Toronto Maple Leafs forward Auston Matthews (34) skates with the puck against the Tampa Bay Lightning in the first period at Scotiabank Arena.

Photo credit: Dan Hamilton-Imagn Images

Auston Matthews and Craig Berube are back at the center of Toronto’s biggest question: what comes next if this season keeps sliding?

That’s why Elliotte Friedman’s latest read matters. He didn’t frame this as a star ready to force his way out. He framed it as Toronto trying to reset the picture at the start of next season.

The line that jumps off the page is simple: the Maple Leafs are expected to tell Matthews they plan to be back on track next year, then see how the season opens before anything gets louder.

That’s not a trade push. That’s a pressure point.

And in this market, pressure points don’t stay quiet. Once Matthews’ future gets attached to a wait-and-see message, every bad stretch, every flat power play, and every ugly home loss gets magnified.

Toronto’s record explains why this rumor grabbed hold so fast. The Maple Leafs are 32-31-13, sitting near the bottom of the Atlantic pack instead of looking like a team built for a long spring run.

Matthews still carries huge weight inside all of it. He has 27 goals and 53 points in 60 games, but that’s not the kind of season that buries noise in a market that expects him to drive the standard every night.

This is really about Toronto’s next test

Berube’s first year behind the bench was supposed to bring more bite and more structure. Instead, the Leafs are stuck in the kind of season that invites daily second-guessing around the room, the bench, and the front office.

That’s where Friedman’s report lands hardest. It suggests the organization still believes Matthews is part of the answer, even with the standings saying this group is nowhere close to safe.

There’s also a contract layer here that can’t be ignored. Matthews is in the second season of the 4-year deal carrying a 13,250,000 cap hit, so Toronto still has time, but not endless time, to prove this core can hold up.

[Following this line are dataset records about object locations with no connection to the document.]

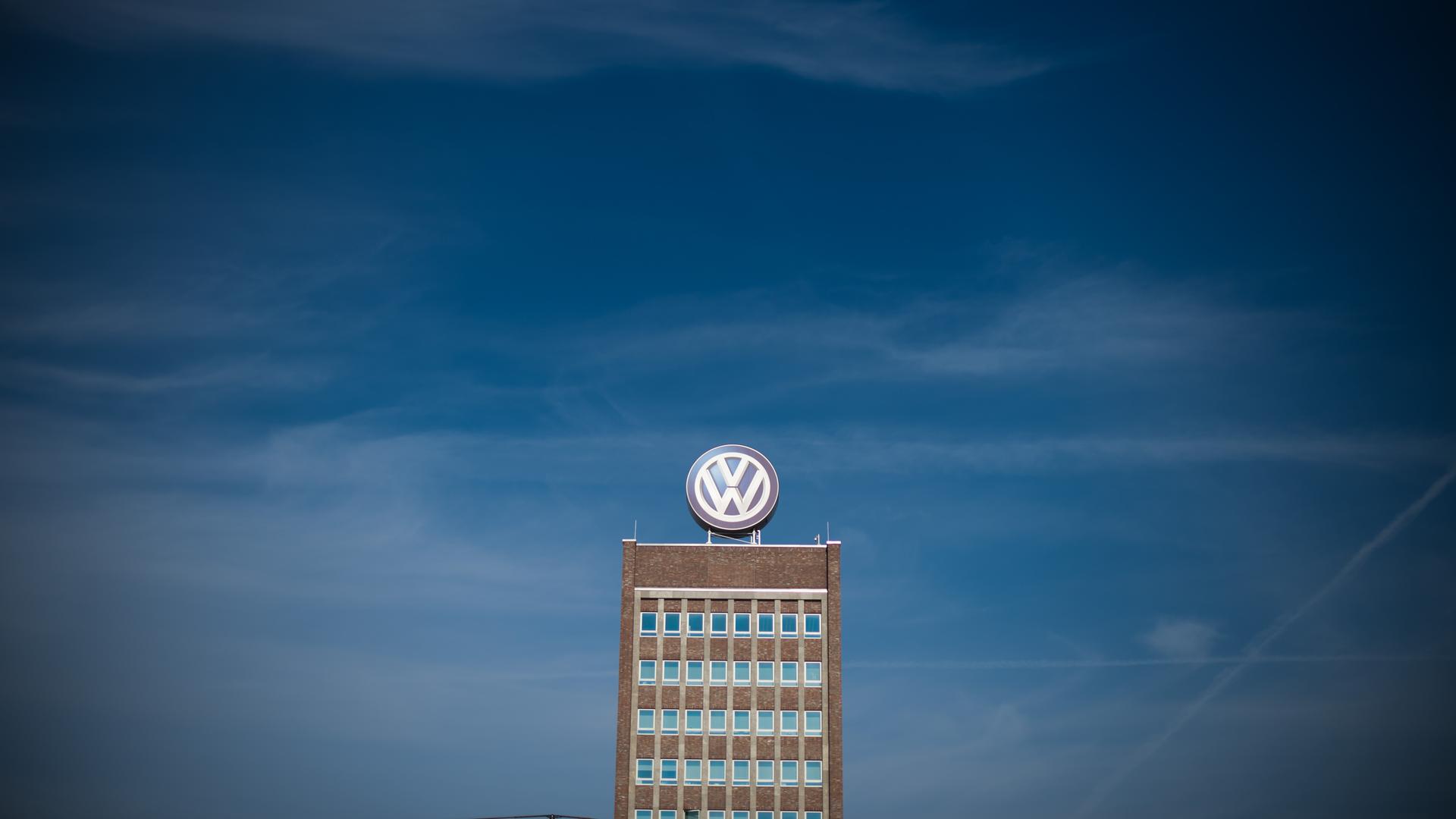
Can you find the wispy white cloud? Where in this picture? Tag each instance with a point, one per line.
(1181, 639)
(507, 39)
(1254, 651)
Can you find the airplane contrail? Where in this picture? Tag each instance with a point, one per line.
(1141, 662)
(1253, 653)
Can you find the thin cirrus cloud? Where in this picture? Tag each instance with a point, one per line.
(848, 42)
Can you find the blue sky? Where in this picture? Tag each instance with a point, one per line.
(341, 343)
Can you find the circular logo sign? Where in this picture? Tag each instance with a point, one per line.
(733, 488)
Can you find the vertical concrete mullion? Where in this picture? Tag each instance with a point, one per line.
(657, 711)
(778, 704)
(802, 697)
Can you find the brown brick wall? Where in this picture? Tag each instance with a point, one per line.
(730, 567)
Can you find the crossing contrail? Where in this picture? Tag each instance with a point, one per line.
(1253, 653)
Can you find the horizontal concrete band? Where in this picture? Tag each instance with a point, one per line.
(731, 594)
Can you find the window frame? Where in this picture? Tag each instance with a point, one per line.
(813, 765)
(785, 717)
(747, 676)
(788, 624)
(819, 717)
(819, 626)
(759, 632)
(819, 667)
(786, 670)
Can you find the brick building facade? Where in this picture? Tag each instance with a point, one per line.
(728, 691)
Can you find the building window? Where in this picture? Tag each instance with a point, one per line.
(814, 774)
(692, 771)
(740, 673)
(788, 673)
(740, 723)
(764, 723)
(740, 624)
(813, 723)
(789, 723)
(811, 626)
(789, 626)
(764, 773)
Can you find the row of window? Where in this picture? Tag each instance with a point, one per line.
(764, 770)
(745, 723)
(743, 672)
(724, 815)
(743, 623)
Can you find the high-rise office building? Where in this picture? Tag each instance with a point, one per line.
(728, 692)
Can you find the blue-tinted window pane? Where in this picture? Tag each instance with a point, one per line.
(811, 626)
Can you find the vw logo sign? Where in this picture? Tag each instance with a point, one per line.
(733, 488)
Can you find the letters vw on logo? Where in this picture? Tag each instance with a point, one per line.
(733, 488)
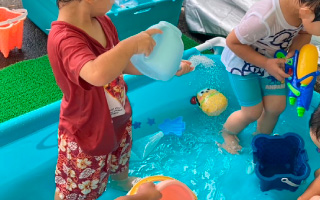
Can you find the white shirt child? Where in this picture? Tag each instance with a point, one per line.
(265, 29)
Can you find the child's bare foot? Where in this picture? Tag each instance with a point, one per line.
(124, 185)
(231, 143)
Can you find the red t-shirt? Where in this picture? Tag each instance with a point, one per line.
(84, 113)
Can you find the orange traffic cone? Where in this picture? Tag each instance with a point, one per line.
(11, 29)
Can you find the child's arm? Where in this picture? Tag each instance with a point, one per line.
(106, 67)
(312, 190)
(247, 53)
(146, 191)
(297, 43)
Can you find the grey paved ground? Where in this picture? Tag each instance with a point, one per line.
(35, 41)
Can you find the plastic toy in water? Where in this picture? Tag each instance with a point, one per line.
(164, 61)
(303, 66)
(170, 188)
(211, 102)
(142, 147)
(11, 29)
(281, 161)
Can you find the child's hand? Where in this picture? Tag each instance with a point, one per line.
(145, 42)
(185, 67)
(275, 67)
(149, 192)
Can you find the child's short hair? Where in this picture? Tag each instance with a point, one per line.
(314, 123)
(313, 4)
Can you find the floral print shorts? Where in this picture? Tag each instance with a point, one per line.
(80, 176)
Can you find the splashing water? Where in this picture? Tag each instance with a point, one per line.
(201, 60)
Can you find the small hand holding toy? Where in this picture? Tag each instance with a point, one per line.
(212, 102)
(303, 67)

Brad Treliving now has a brutal task. He has to sell a bounce-back plan, keep the room from drifting, and make sure next October doesn’t open with the same tension hanging over the crease and the top six.

That’s why Friedman’s comments felt so loud in Toronto. They didn’t shut the door forever. They just moved the deadline from today to the start of next season.

For the Leafs, that’s not comfort. It’s a warning shot across the whole operation.